It takes all kinds of people to make a company run smoothly, or un-smoothly for that matter. As such, there will be many different personalities you work with over the years and some of them will be less pleasant than others. Actually, that’s putting it mildly. Some of them will make you want to run full-speed into the nearest brick wall, since smacking them in the face with a tire-iron is considered “unprofessional” or “illegal.”
That being said, there are a few select personalities with whom you really should just bite the bullet and develop a friendly (even if it is fake) working relationship with. Trust me on this.
The Self-Important Executive Assistant
She works directly for the bossman, and therefore considers herself as important as the boss. She knows how to set up meetings in her sleep – and probably does half the time – and can type 75wpm. Because she drops everything when Mr. In-Charge decides he wants a ham sandwich from the deli around the corner, naturally you are expected to drop everything and get her a report of last year’s profit margin, broken down by month, size 14 Times New Roman, with a line graph illustrating the profit trajectory, all before the Senior Management Meeting begins in seven minutes. She’ll need 20 copies, binder clipped, and don’t you dare staple.
The thing is, no matter how much other work (read: playing Jetpack Joyride on your iPhone) you have to do instead, you still have to get her that report in the next 5 minutes because she will not hesitate to tell the boss you dropped the ball if they aren’t ready. In light of that fact, you’re much better off swallowing your pride, attempting to strike up a friendly conversation with her later, and getting on her good side. Will your soul die a little bit? Sure, but you may get an hour’s notice next time she needs a report, and that hour will allow you to get the job done without feeling like you’re crashing from a cocaine high.
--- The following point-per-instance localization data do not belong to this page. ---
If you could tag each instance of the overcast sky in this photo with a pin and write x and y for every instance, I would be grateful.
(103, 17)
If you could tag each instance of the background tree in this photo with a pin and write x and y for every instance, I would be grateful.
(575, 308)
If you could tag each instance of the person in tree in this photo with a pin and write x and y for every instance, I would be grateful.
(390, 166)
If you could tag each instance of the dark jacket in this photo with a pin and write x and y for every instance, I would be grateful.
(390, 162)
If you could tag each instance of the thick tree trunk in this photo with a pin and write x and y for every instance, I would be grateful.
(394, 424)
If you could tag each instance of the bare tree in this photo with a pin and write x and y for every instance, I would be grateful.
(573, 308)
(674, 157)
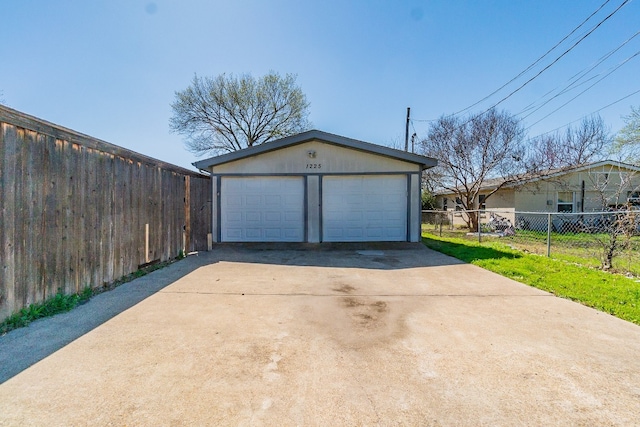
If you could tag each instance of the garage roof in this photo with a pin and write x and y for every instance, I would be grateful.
(426, 162)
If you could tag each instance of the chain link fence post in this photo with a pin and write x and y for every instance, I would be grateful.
(549, 225)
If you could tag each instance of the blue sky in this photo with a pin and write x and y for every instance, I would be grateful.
(110, 68)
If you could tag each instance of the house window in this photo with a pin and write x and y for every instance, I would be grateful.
(565, 201)
(482, 204)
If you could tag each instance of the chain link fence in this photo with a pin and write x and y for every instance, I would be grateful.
(609, 240)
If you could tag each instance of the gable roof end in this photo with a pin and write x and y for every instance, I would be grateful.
(426, 162)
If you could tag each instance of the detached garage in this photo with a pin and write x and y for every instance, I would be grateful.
(316, 187)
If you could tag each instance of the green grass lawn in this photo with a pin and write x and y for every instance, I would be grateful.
(611, 293)
(582, 248)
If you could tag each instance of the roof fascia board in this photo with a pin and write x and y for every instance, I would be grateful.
(329, 138)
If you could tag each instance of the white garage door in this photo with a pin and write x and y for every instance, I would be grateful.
(364, 208)
(262, 209)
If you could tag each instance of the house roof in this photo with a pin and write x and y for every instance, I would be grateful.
(490, 184)
(426, 162)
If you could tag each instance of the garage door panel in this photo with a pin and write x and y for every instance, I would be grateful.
(262, 209)
(364, 208)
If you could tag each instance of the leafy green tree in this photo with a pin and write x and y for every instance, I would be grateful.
(228, 113)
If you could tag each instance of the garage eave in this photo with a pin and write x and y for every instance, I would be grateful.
(424, 162)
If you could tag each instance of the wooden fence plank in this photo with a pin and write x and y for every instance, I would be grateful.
(8, 173)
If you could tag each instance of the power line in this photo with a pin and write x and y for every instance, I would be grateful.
(573, 81)
(539, 59)
(590, 114)
(598, 81)
(559, 57)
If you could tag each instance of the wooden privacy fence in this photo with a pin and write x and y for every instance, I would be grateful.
(77, 211)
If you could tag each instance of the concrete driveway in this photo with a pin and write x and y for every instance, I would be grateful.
(389, 335)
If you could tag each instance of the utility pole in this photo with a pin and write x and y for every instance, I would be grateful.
(406, 131)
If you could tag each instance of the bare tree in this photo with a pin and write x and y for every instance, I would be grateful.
(590, 141)
(628, 139)
(228, 113)
(472, 150)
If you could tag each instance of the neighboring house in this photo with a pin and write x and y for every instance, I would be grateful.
(316, 187)
(591, 187)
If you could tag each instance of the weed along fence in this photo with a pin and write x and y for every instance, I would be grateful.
(78, 212)
(609, 240)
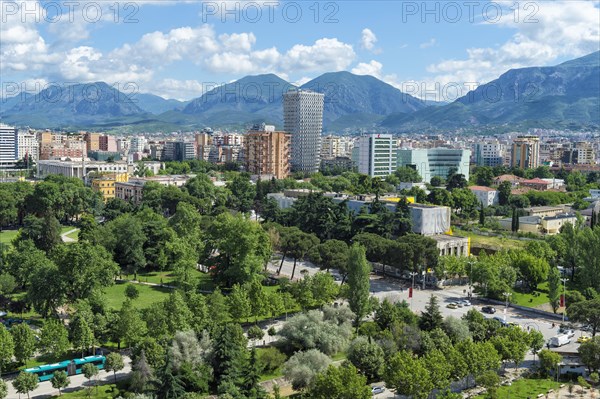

Every office has one of these. Whether he has a genuine doe-eyed desire to please management, or an underhanded plot to gain a position of power, it doesn’t really matter. He probably graduated in the top of his class and went to some high-brow school – Miami if he’s from the Midwest, William & Mary if he’s from the South, or any of the UC campuses EXCEPT Berkeley – and still wears his letterman’s sweater. He’ll take on any project, tattle on any slacking coworker, and we wouldn’t be surprised to hear he’d been giving sexual favors in the supply closet. Shudder.
He wields absolutely no more clout than you do, except his willingness to throw anyone and everyone under the bus on his rise to the top. Get on this guy’s friend list, but whatever you do, do not put yourself into a position where you owe him a favor. Oh, and stay away from the supply closet, you don’t want to be on his “friend” list.
They skated through college in the middle of the grading curve on their good looks, loose inhibitions, and Daddy’s AMEX. They maintained a solid C+ average, not because they were stupid, but because class had a nasty habit of cutting into things besides class. Unlike 75% of the rest of us, they secured a job with a decent salary and full bennies right after graduation, and the company is funding their MBA because they just so happen to be the offspring of one of the Senior VPs. They know everybody who’s anybody at the company and are not afraid to call and ask for a favor. If you get on their bad side, rest assured that dear old Dad will find out about it and you will wind up disqualifying yourself from every worthwhile promotion possible. Take them out for a drink or two under the premise of discussing something vaguely business related and hope to get on their good side. It’s not what you know; it’s who you know.